The Russian version of multipolarity is not about the establishment of a new system of checks and balances between developing nations with a goal of creating a safer world based on the principles of international law, as Putin spoke of back in 2003. Russia, circa 2016, would prefer not even XIX century Europe as we are accustomed to hearing (remember the anti-Napoleonic coalition and Crimea War), but a world of the 1930s where beside powerful France and England, the USSR and Germany could have an almost unchecked increase in their potential, building their own “centers of power” and eventually dominating the neighbors.

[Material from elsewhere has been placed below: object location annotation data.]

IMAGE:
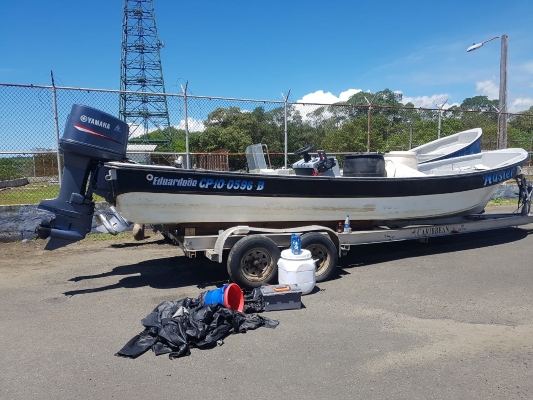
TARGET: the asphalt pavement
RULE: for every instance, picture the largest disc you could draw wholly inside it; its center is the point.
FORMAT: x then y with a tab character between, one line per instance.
447	319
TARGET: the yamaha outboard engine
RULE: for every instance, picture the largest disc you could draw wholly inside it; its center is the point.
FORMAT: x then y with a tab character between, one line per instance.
91	137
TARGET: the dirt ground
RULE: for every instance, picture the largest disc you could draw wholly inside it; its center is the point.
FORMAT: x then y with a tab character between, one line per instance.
448	319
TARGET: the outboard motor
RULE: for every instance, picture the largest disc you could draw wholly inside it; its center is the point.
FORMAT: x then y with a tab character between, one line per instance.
91	137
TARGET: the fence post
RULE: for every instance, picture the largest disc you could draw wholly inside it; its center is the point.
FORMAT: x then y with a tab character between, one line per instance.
54	103
187	154
286	99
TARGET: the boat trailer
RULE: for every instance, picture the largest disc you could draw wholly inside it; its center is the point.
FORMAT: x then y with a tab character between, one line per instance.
254	251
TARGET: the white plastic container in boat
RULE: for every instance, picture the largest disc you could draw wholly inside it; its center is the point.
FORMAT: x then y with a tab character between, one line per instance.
297	269
407	158
401	164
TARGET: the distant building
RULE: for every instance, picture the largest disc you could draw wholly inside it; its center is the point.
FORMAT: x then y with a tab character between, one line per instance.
134	152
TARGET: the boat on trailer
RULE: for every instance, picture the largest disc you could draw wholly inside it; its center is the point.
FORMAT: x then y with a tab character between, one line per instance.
370	188
245	218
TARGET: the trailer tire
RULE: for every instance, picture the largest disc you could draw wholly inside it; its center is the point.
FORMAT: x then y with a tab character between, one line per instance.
324	251
253	261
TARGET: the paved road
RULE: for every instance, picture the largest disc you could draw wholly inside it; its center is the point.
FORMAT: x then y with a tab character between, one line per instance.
450	319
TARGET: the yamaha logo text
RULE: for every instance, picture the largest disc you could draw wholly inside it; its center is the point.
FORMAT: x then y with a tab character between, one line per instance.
96	122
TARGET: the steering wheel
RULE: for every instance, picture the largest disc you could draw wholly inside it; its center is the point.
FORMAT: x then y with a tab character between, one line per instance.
304	150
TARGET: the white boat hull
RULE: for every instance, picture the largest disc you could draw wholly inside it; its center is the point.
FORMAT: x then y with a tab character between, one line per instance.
166	208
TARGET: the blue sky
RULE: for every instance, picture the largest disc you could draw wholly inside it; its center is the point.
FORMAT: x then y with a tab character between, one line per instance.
320	51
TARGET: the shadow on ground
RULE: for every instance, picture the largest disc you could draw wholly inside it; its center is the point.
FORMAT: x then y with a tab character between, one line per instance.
174	272
162	273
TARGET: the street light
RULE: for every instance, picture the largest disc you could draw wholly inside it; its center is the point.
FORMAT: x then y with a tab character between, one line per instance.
502	112
410	123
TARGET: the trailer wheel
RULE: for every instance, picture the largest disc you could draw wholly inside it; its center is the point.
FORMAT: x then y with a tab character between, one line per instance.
323	250
253	261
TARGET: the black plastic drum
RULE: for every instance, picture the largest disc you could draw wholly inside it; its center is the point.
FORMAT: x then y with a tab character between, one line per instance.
364	165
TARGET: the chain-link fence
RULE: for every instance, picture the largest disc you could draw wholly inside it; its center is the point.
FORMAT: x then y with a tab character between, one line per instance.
218	130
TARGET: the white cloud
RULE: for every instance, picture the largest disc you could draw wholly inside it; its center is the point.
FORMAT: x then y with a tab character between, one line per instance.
194	125
429	101
321	97
489	89
135	130
521	104
528	67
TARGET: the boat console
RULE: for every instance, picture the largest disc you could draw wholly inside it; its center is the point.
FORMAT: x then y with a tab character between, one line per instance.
321	165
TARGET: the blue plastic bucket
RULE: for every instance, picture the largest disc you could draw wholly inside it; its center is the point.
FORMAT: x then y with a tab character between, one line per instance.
230	296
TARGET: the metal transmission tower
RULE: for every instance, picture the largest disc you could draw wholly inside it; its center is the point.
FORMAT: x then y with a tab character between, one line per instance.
141	72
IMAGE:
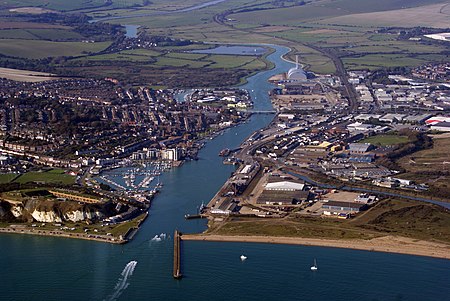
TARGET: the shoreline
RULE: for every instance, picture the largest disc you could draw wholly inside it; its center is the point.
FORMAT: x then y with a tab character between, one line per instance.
53	233
387	244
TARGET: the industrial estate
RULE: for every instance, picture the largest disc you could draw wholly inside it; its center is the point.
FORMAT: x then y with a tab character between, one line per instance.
94	112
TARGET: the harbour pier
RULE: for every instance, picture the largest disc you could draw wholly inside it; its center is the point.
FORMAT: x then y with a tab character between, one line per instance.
177	255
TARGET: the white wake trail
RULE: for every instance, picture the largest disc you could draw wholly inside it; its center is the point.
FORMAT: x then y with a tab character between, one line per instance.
123	282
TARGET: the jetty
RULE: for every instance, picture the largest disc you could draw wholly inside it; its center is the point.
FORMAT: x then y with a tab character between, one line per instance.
177	255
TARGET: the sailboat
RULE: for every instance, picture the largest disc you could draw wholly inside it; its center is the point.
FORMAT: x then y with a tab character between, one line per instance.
314	267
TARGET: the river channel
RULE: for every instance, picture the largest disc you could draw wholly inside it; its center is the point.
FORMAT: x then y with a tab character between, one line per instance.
50	268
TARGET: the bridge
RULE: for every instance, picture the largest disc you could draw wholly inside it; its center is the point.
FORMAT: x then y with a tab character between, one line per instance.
262	111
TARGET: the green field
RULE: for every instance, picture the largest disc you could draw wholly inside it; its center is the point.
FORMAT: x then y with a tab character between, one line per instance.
6	178
383	140
36	49
46	177
53	4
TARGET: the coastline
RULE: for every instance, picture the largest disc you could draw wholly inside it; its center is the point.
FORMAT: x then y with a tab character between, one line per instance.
387	244
99	238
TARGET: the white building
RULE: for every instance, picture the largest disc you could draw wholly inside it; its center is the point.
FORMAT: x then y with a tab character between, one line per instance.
285	186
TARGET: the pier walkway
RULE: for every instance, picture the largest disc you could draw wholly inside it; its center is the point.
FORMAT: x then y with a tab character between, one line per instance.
177	255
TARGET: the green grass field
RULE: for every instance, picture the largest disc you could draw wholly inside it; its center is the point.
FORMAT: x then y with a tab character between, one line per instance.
6	178
35	49
46	177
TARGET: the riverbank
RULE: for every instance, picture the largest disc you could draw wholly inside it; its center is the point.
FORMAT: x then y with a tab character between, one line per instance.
54	233
387	244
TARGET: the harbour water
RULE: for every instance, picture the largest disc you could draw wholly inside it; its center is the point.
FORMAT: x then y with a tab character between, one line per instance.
47	268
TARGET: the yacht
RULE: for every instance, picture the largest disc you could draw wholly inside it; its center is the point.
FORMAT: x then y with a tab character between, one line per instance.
314	267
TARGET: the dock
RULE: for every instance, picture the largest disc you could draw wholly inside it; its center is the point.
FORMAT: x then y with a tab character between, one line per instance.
177	255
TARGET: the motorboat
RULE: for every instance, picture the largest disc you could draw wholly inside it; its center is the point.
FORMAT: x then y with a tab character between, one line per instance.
314	267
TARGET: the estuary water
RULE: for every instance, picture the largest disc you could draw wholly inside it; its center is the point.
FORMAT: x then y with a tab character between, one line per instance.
47	268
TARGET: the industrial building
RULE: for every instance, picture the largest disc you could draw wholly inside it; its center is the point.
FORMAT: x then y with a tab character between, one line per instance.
339	207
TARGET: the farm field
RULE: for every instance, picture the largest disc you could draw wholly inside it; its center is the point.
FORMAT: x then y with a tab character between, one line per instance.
35	49
428	16
430	166
25	75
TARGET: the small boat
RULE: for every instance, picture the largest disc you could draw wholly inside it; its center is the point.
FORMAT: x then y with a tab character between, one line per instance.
314	267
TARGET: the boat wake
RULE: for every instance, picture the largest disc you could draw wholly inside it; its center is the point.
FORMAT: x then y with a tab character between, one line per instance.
160	237
123	282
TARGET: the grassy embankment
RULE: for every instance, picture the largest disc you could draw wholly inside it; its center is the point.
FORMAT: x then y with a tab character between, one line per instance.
389	217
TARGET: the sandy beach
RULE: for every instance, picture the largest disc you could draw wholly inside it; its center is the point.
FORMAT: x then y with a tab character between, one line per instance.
390	244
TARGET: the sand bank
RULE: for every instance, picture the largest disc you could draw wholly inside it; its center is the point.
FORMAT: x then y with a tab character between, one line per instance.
390	244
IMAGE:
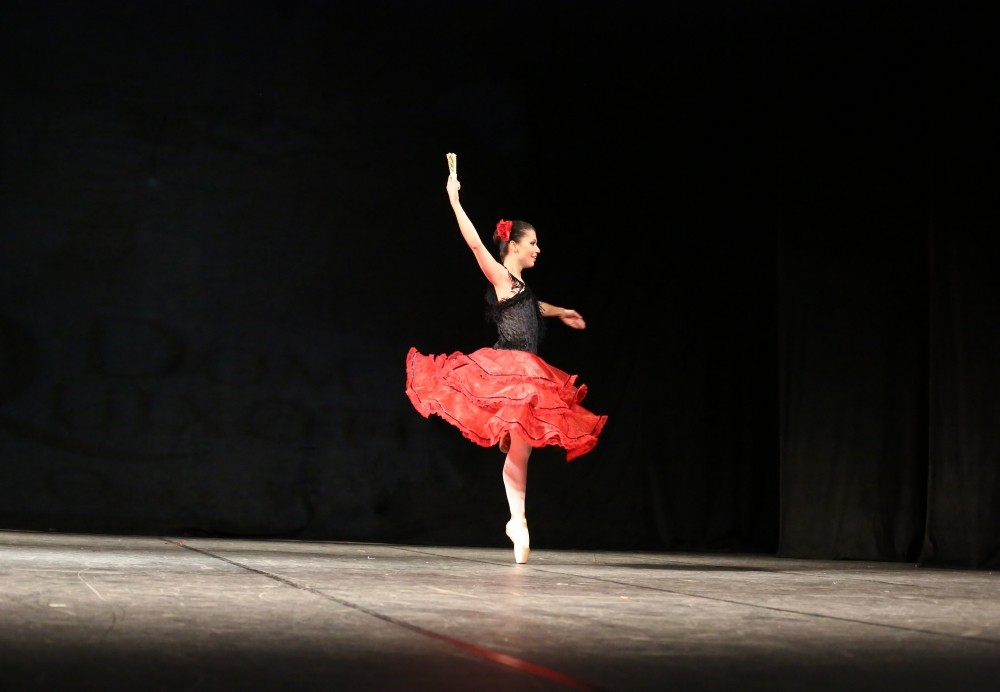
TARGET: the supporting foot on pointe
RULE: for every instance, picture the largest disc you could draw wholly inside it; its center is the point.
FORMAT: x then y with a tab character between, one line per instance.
517	531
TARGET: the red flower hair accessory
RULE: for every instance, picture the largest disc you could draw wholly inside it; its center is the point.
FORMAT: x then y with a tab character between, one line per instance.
503	230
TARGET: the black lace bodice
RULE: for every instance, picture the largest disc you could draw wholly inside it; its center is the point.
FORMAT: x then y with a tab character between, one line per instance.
519	321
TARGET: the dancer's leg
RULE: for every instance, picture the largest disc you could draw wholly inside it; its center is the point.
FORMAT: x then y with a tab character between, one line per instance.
515	483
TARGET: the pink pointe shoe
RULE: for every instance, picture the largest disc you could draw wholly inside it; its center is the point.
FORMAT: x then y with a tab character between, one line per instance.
517	531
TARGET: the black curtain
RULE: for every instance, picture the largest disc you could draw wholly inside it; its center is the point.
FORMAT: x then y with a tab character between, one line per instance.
224	224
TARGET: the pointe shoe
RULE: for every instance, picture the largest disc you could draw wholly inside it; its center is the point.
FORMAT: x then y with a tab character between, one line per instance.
517	531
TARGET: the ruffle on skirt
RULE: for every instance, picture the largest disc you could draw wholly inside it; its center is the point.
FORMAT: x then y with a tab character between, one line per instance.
491	391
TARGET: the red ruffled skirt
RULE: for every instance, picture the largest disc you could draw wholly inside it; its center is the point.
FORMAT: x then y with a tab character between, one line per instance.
492	391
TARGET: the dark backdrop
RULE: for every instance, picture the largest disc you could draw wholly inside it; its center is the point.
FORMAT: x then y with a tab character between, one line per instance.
224	224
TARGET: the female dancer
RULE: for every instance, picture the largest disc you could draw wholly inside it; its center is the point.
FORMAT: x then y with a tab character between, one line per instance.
507	395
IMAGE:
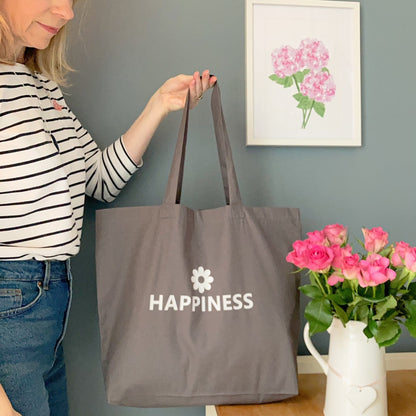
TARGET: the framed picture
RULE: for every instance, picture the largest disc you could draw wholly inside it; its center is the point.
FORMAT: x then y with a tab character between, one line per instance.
303	73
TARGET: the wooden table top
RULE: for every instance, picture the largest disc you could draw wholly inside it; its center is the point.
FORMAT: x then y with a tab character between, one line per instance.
401	394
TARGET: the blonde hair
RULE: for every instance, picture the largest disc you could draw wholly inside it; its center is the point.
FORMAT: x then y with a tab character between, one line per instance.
51	62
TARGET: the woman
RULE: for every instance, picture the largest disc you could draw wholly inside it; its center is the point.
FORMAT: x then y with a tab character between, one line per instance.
48	162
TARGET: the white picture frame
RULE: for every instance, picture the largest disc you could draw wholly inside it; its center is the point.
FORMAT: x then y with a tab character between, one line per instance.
303	73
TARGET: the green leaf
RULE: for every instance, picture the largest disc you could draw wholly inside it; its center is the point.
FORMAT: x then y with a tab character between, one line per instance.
311	291
288	82
411	322
305	103
383	307
412	289
387	332
319	108
319	315
362	312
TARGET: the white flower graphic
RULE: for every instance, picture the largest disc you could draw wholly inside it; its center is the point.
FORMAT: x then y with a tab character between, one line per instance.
202	279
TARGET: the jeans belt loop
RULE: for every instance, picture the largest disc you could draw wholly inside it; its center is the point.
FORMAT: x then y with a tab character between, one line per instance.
47	276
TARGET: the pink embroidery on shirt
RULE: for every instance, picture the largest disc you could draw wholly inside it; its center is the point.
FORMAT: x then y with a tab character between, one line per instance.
56	105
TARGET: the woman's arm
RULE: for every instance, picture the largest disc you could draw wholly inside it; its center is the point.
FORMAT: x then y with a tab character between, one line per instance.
171	96
6	408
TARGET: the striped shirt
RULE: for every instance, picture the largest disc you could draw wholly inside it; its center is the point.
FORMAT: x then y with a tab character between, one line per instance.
48	162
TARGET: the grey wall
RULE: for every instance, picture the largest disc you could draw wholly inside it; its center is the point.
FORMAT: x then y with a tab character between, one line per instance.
124	50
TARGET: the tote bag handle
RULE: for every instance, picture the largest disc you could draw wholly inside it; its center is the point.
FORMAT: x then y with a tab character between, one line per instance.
229	178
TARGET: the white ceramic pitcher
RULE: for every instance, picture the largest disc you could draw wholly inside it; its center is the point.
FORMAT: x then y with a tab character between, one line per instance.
356	371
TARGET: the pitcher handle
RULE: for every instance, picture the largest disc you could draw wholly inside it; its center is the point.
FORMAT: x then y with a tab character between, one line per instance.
313	350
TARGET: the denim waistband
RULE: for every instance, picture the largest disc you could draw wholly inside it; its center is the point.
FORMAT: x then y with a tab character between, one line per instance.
28	270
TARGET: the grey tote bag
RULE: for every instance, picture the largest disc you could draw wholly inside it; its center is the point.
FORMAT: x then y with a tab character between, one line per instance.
197	307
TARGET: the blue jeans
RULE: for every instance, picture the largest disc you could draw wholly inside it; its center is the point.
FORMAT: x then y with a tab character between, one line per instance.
35	297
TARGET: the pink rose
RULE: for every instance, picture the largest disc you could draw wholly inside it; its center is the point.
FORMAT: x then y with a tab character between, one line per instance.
351	266
284	61
336	234
317	237
334	279
399	254
319	258
339	254
410	259
375	239
318	86
375	271
312	54
346	263
298	256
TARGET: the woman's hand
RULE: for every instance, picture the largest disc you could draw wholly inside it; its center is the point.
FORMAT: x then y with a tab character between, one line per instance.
171	96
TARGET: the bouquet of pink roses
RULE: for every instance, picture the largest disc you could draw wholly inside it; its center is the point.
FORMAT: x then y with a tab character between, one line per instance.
375	287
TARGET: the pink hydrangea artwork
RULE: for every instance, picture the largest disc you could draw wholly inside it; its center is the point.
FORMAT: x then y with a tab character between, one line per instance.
307	68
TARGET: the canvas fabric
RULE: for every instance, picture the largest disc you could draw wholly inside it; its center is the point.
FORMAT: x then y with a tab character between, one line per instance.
197	307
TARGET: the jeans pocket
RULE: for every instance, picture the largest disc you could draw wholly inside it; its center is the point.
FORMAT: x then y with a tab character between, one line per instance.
10	299
17	298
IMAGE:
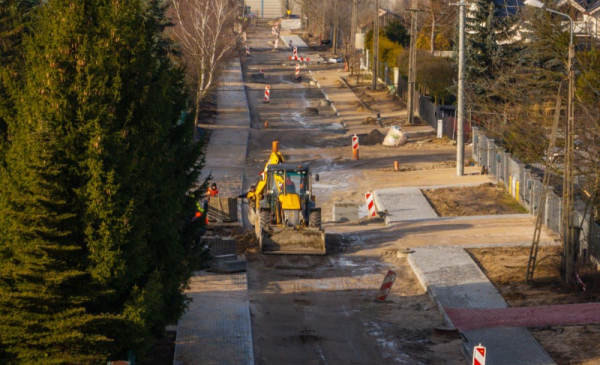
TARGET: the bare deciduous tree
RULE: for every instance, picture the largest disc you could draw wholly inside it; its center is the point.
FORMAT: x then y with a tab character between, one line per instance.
205	30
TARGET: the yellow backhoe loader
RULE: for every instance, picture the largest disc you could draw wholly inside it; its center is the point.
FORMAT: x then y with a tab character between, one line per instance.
283	210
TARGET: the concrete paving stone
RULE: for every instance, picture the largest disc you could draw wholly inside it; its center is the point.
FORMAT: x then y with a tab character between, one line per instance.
216	328
453	279
403	204
468	319
507	346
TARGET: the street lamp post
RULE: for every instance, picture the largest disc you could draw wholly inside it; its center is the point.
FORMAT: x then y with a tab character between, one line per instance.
568	201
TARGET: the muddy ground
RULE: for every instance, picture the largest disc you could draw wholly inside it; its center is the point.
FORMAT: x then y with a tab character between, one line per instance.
485	199
320	310
378	101
506	268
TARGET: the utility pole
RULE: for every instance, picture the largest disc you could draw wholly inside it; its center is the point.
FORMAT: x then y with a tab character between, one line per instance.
376	45
570	235
412	64
460	130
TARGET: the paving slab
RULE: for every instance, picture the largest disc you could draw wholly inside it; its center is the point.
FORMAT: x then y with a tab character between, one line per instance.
403	204
453	279
216	329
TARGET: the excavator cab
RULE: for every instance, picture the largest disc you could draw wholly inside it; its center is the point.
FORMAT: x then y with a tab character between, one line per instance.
284	213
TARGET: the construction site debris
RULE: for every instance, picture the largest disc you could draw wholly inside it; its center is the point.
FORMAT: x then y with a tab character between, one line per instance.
395	137
374	137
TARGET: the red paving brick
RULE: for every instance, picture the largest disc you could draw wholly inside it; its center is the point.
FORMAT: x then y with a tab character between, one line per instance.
467	319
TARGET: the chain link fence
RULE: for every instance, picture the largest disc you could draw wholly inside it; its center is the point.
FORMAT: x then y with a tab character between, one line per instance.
524	183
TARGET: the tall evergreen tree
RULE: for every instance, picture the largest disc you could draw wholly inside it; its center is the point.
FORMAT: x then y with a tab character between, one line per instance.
94	251
490	32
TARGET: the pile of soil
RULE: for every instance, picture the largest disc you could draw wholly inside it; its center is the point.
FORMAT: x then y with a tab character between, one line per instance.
373	138
370	120
485	199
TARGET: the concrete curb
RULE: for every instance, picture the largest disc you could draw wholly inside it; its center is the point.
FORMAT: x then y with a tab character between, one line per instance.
426	284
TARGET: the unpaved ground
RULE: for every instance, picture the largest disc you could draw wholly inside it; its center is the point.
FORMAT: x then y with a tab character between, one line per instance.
162	351
506	267
320	310
378	101
485	199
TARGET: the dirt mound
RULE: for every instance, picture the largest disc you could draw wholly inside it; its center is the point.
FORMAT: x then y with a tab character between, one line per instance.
373	138
370	121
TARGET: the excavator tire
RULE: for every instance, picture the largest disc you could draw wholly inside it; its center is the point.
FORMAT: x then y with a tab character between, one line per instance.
264	219
314	218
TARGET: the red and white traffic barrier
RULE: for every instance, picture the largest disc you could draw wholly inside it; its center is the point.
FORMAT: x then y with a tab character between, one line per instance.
383	292
355	147
479	353
370	204
301	59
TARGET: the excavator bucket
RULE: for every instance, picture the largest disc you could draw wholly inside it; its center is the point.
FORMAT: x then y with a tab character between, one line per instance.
292	241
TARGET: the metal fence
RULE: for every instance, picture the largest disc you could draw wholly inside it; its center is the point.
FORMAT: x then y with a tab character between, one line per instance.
524	183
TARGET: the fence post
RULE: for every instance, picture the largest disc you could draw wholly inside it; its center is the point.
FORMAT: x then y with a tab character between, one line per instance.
386	74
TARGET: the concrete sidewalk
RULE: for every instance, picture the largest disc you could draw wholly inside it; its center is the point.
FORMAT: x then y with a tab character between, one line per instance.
345	102
453	279
216	328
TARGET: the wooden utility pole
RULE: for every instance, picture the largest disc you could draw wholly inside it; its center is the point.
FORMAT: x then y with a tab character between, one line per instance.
376	45
412	63
568	202
353	36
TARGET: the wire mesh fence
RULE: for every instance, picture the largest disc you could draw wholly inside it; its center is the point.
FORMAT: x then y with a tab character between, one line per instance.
524	183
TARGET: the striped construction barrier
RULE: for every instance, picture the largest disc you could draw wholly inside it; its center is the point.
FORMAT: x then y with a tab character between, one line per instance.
479	355
383	292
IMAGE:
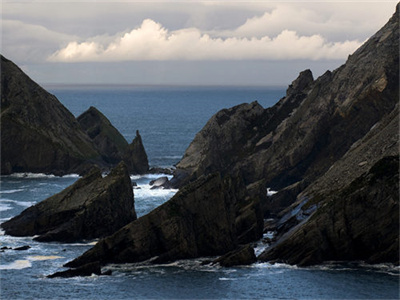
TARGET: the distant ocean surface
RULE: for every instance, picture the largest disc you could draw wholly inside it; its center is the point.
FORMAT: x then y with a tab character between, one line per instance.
168	119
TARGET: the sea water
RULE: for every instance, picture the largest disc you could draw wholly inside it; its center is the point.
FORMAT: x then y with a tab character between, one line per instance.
168	119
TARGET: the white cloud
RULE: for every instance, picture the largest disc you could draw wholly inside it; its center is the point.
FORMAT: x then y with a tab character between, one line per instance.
29	42
151	41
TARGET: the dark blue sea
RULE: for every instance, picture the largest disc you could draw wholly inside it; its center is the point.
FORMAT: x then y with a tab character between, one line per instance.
168	119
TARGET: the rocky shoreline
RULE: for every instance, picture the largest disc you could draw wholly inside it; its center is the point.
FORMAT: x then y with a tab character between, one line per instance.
330	148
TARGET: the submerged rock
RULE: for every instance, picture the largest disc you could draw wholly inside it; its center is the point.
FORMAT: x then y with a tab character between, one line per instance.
244	255
85	270
90	208
160	183
197	221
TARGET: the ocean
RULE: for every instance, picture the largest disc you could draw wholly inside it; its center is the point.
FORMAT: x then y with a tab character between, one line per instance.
168	118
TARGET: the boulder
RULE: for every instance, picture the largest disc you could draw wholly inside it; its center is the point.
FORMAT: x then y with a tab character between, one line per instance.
197	221
160	183
85	270
90	208
243	255
38	134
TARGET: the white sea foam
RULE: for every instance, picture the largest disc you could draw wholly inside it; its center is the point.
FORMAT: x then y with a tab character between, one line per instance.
42	257
270	193
150	176
42	175
17	265
145	192
20	203
11	191
4	207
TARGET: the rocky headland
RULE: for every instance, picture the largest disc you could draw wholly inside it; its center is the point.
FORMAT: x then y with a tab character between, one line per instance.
330	148
39	135
93	207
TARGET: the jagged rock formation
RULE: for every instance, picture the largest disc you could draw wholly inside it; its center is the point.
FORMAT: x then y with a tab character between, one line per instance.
358	222
90	208
323	135
111	144
314	135
191	224
85	270
38	134
135	156
244	255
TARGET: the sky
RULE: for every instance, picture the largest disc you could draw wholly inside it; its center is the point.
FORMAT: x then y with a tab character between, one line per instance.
265	43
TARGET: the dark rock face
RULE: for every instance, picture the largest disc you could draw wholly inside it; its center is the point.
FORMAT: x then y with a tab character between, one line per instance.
359	222
307	131
38	134
244	255
85	270
109	142
160	183
197	221
323	135
135	156
90	208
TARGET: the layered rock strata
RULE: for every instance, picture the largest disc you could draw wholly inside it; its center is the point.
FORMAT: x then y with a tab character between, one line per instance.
39	135
197	221
92	207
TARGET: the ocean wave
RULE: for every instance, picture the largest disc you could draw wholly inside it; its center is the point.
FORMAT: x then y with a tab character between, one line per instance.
146	193
20	203
150	176
11	191
17	265
41	175
4	207
43	257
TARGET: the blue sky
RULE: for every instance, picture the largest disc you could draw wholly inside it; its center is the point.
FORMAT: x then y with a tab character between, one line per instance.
181	42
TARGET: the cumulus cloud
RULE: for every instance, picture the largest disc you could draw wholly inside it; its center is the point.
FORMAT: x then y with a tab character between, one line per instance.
151	41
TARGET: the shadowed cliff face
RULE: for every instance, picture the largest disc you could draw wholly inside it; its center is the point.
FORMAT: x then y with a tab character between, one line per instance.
38	134
197	221
92	207
358	222
111	144
306	132
325	134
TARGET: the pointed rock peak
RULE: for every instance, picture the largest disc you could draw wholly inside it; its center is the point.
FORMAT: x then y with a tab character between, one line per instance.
304	79
90	115
135	157
120	170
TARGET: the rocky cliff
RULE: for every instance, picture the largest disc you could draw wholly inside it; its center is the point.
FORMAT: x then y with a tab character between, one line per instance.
323	135
111	145
92	207
38	134
357	222
197	221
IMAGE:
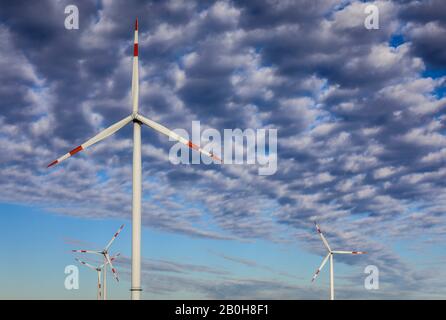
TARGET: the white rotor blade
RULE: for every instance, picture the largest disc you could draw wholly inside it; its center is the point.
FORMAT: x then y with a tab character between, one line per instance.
350	252
100	136
320	268
111	259
114	237
115	273
87	251
85	264
162	129
322	237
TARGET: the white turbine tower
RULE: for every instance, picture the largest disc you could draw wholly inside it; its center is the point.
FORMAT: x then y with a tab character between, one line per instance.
101	291
330	255
137	120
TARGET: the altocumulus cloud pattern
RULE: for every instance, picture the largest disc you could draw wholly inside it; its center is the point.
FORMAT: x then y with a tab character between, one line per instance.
359	113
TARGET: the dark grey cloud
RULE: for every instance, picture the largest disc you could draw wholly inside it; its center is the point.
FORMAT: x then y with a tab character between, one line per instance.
360	122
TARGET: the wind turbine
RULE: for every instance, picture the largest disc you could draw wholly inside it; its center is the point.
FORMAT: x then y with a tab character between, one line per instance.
106	257
137	120
99	269
330	255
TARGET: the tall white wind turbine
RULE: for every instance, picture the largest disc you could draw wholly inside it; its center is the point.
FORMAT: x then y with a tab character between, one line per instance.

Practically speaking, Russia views the system of international legal restrictions and obligations that the West «forced» on Russia in the 1990s as the direct imposition of the rules of the game by a victor to the loser, although Russia does not consider itself to be a loser. Russia’s ever persisting demand for the West to “treat Russia as an equal” and the lack of a positive response from the West, ‘forced’ Kremlin the break the rules of the games in Crimea – which Kremlin views as a just move.
A multipolar world for Russia serves as a possibility to break international law when it is “just” and fits with the real balance of power as seen from Moscow.
This approach does not dictate Russia ruin the West, destroy the U.S., and storm Brussels with the tanks. In fact, Putin, Lavrov and many other Russian high officials continuously highlight that Moscow would be happy to come back to cooperation with its “western partners” if the West accepts Russia’s position on the matter.
A multipolar world for Russia is a tool to bring back some of the privileges and advantages of the former centuries - times before the unilateralism of law and human rights, a time of “rule of the gun” and a constant balancing just on the brink of war.
The world is no longer unipolar, but in a transitional state, with unipolarity fading. However, even if we recognize that the world of one hegemon is truly unjust and that a new order which guarantees greater engagement of developing nations is required, the solution cannot be based on the denial of the basic principles that were achieved with the collapse of the last global empire in 1991.